Until now, cGAS was thought to function predominantly in the cytoplasm, detecting foreign, non-self, DNA such as viruses. But recent studies suggested that cGAS is also present inside the nucleus. This was puzzling given the possibility that the enzyme is activated by its own DNA triggering an unwanted inflammatory response against its own DNA. Intrigued by this observation, researchers from the Thomä group used structural biology as a discovery tool and found that cGAS is present in the nucleus in an inactive state. They teamed up with the Ablasser lab at the EPFL to decipher the mechanism of cGAS inactivation by chromatin in cells.
Taking advantage of the capability of the Thomä lab in cryo-electron microscopy (cryo-EM), the researchers derived the structure of cGAS bound to a nucleosome. They found that cGAS directly engages the histone proteins of nucleosomes. Once bound to the nucleosome, cGAS is “trapped? in a state in which it is unable to engage or sense naked DNA. It is then also unable to synthesize GMP-AMP and remains inactivated. cGAS, when present in the nucleus of healthy cells, is thus inactivated by chromatin, and does not participate in innate immune signaling in response to its own DNA.

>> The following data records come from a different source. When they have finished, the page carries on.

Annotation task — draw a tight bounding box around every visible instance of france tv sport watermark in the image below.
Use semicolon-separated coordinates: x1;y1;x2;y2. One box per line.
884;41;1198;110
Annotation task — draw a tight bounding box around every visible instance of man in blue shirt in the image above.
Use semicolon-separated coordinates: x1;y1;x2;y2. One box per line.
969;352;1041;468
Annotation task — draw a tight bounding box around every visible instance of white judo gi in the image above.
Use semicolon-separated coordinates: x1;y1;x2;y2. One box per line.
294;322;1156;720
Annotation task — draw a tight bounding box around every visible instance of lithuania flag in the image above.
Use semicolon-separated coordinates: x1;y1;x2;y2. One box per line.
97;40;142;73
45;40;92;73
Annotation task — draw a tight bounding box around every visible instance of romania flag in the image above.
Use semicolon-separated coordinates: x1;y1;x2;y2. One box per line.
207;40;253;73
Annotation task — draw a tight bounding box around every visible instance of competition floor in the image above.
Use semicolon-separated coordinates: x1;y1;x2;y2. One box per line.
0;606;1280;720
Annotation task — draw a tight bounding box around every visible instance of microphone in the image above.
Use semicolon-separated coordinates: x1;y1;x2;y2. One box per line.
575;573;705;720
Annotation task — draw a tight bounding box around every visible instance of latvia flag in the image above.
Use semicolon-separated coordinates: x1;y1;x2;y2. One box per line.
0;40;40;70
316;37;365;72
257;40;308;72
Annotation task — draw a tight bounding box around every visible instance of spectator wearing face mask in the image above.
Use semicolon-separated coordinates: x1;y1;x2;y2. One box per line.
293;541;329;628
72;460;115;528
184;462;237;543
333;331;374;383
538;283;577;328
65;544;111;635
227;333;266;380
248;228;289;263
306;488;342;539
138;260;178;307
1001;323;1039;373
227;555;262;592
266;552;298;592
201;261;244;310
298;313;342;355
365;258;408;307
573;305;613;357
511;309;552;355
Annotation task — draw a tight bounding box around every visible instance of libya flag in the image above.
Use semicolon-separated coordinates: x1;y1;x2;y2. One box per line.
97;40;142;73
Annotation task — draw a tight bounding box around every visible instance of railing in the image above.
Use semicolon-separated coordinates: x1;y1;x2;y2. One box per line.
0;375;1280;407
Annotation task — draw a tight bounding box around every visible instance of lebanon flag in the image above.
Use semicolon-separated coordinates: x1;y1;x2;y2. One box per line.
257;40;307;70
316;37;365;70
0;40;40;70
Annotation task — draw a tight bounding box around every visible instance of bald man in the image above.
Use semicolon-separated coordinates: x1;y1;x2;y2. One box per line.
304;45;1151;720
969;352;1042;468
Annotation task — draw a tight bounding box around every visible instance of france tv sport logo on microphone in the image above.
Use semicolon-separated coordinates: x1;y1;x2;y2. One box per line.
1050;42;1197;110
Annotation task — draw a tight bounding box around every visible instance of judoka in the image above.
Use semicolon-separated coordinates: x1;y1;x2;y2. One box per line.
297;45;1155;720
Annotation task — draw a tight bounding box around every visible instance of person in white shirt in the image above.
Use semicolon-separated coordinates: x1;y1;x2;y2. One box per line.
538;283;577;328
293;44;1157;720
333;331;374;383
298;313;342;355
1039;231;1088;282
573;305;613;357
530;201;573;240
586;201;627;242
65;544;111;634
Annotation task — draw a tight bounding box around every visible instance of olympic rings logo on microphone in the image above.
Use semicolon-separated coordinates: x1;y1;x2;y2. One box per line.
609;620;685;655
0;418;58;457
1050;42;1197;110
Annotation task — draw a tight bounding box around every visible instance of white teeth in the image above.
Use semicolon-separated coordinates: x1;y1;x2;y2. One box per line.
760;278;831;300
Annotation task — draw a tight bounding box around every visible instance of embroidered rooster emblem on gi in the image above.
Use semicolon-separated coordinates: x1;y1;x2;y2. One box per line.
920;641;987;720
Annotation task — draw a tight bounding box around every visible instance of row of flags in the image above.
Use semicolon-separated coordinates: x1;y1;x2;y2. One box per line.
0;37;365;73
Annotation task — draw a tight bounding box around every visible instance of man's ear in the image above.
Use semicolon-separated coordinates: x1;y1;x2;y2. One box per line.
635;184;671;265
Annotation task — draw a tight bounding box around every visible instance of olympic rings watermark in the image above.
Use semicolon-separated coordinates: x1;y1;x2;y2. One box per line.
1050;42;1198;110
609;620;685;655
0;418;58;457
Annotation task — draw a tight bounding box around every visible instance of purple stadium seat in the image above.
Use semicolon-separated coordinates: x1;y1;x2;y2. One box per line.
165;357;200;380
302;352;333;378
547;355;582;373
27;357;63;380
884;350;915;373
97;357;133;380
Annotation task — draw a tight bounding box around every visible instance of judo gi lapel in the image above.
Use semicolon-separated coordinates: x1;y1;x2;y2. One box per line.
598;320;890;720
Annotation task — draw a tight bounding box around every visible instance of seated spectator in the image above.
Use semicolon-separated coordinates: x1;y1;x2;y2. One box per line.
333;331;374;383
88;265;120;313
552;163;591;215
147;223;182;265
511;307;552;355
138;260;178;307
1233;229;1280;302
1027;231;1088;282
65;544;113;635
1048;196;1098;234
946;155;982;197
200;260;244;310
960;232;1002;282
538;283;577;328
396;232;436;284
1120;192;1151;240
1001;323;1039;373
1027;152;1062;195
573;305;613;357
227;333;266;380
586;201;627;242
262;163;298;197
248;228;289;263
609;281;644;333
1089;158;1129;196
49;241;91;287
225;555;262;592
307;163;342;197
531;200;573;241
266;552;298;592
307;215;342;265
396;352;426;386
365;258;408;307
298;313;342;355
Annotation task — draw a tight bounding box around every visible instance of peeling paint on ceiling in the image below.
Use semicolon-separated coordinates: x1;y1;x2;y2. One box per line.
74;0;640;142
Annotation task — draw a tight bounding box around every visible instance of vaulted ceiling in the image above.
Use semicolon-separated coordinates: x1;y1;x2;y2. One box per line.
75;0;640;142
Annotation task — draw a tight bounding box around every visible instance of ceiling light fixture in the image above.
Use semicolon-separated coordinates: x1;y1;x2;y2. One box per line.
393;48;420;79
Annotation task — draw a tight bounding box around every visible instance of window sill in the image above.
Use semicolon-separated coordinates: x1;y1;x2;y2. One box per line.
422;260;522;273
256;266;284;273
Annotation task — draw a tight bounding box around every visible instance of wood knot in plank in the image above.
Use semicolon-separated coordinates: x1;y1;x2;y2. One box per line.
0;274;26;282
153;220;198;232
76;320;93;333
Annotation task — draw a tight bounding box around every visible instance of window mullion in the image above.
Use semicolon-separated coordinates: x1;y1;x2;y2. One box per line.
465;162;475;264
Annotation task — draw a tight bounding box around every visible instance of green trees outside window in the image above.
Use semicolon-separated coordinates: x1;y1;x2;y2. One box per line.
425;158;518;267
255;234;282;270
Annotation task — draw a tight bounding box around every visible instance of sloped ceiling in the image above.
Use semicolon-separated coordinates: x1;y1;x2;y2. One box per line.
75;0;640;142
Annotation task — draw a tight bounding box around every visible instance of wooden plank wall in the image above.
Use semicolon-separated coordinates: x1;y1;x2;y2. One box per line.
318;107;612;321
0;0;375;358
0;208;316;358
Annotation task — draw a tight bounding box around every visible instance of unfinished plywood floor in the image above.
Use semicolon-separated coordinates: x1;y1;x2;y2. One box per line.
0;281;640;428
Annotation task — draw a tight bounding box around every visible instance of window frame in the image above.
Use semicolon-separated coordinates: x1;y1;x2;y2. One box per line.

Ganesh Pathare , a postdoc in the Thomä lab and one of the first authors of the study, comments: “The cGAS-nucleosomes structures provide the structural and functional basis for cGAS inhibition by chromatin. cGAS is an important protein for the innate immune response in the cell, required for the fight against viruses but also for detecting transformed or cancerous cells. cGAS activity is also often misguided in autoimmune diseases. Our study provides crucial insights into cGAS regulation and the mechanism of self DNA vs. non-self DNA recognition. This creates exciting opportunities for future therapeutic intervention in a wide range of diseases’.
Ganesh R. Pathare*, Alexiane Decout*, Selene Glück, Simone Cavadini, Kristina Makasheva, Ruud Hovius, Georg Kempf, Joscha Weiss, Zuzanna Kozicka, Baptiste Guey, Pauline Melenec, Beat Fierz, Nicolas H. Thomä, Andrea Ablasser. Structural mechanism of cGAS inhibition by the nucleosome. Nature 587, 668-672 (2020)
* equal contribution
About the first author
Ganesh Pathare was born in India, in the state of Maharashtra. He received his master’s degree from Uppsala University, Sweden, and his PhD from the Max Planck Institute for Biochemistry, Germany. He joined the Thomä group at the FMI as a postdoc in 2015, being particularly interested in using cutting edge techniques such as Cryo-Electron Microscopy to answer important biological questions. In the future, Ganesh would like to start his own research group. He and his wife have a five-month-old son, Rayansh. In addition to playing with his kid, Ganesh enjoys swimming (in the Rhine!), jogging and hiking.